Disinnescato l’indizio del Dna

Il legale che all’inizio della carriera sognava la Francia (nel 2006 uno stage alla Corte d’appello di Parigi e poi un breve impiego in uno studio legale della capitale francese prima di tornare in Italia per amore dell’attuale marito) e che poi s’è specializzato nei processi per morti d’amianto, si trovava catapultato in un mondo nuovo. «Studiavo il codice passo per passo. Avevo la sensazione di camminare sui carboni ardenti, andava calcolata ogni mossa». Per questo ha pensato fin da subito a reclutare due consulenti tecnici di prim’ordine: l’anatomopatologo Antonio Osculati, scomparso prima di poter illustrare la sua relazione in aula, e il genetista Giorgio Portera. Con l’aiuto di quest’ultimo, Agnelli ha disinnescato la freccia più insidiosa all’arco del pm Laura Cocucci: il Dna dell’imputato sul cutter. «Siamo riusciti a convincere la Corte che quella traccia era frutto di una contaminazione avvenuta all’interno dei laboratori del Ris o all’esterno, per trasferimento.

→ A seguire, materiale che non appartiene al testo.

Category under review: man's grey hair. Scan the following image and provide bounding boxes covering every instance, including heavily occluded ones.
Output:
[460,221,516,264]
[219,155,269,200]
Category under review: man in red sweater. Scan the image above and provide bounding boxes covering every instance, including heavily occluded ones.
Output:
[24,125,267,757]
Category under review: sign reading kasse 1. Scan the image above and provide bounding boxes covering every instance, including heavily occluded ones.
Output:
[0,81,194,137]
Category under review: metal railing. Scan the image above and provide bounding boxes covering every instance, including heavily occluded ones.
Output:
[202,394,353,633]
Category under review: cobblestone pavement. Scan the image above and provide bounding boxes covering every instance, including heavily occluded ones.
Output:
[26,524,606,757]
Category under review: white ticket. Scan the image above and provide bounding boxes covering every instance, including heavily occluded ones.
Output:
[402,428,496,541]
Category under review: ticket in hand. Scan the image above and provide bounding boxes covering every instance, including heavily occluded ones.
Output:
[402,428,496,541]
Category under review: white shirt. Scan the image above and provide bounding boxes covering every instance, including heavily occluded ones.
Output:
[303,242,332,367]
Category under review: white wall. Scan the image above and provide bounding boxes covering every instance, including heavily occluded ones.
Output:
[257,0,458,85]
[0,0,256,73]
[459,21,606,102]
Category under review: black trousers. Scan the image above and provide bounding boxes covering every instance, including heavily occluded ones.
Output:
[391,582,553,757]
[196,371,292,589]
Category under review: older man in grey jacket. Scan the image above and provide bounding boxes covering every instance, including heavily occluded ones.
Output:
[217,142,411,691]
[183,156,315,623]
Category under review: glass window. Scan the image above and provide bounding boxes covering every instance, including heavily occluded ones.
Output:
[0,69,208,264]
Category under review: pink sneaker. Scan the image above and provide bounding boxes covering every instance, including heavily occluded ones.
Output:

Anche perché nei successivi prelievi, nello stesso punto e in altri punti del cutter, non è più emerso alcun profilo riconducibile a Tizzani».

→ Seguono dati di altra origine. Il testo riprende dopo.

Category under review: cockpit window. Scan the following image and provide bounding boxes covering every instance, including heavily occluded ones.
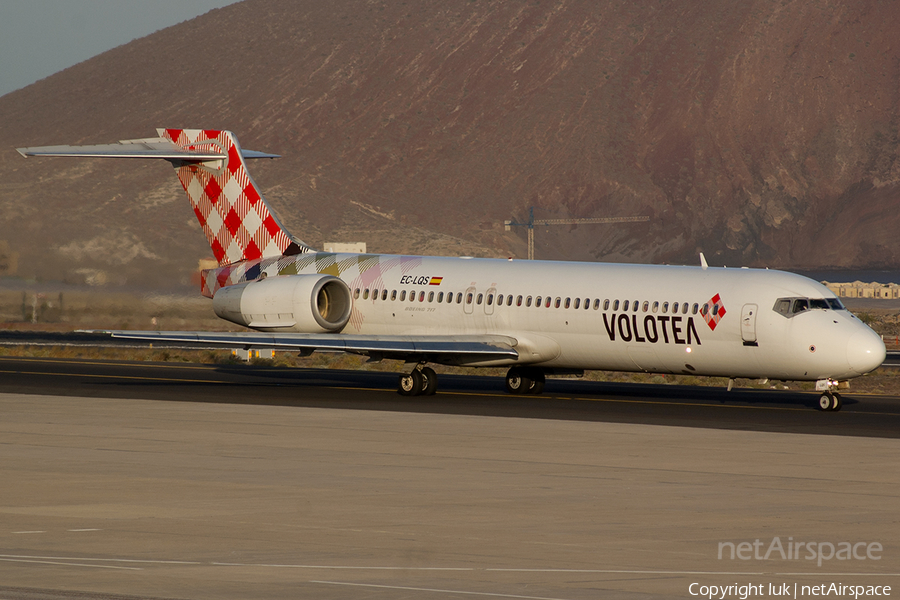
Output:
[772,298,846,318]
[791,298,809,315]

Assoluzione, dunque significa che c’è in giro un incappucciato pronto a sgozzare per rubare una collana, come ha sempre sostenuto il suo assistito. «Ma la versione non la trovo così inverosimile. Non è l’unico caso in cui un ladro entra in casa e uccide per rubare».

Le analogie col delitto Roveri

L’allusione, neanche troppo larvata, è a Daniela Roveri, la manager uccisa con le stesse modalità nell’androne del suo palazzo di via Keplero a Bergamo, quartiere Colognola, il 16 dicembre 2016: vale a dire, 4 mesi dopo Gianna Del Gaudio e a soli 8 chilometri di distanza da casa Tizzani.

«Gli atti di quel delitto sono entrati a processo, c’è stato un accostamento. Ma tengo a dire che il mio assistito è stato assolto per tutto “il resto” accertato nel processo. Questa comparazione si aggiunge, ma per ultima, a tutti i dati scientifici e sostanziali che hanno portato alla sua assoluzione».

Adesso che è uscita trionfante da questo intricato processo, Giovanna Agnelli si è messa a scrivere. All’orizzonte potrebbe esserci un libro. «Per ora è un diario personale, che parte da questa esperienza, ma riguarda per lo più la mia vita. Su cui, ovvio, questa vicenda ha inciso».

Forse annoterà che Tizzani dopo l’assoluzione «era commosso e contento, ha riconosciuto che avevo ragione a consigliargli di non parlare con la stampa». E magari alle sue pagine confiderà anche il modo con cui ha sempre guardato al suo assistito: «Un marito-padrone che io non avrei sposato. Ma questo non vuol dire che sia un violento e un assassino».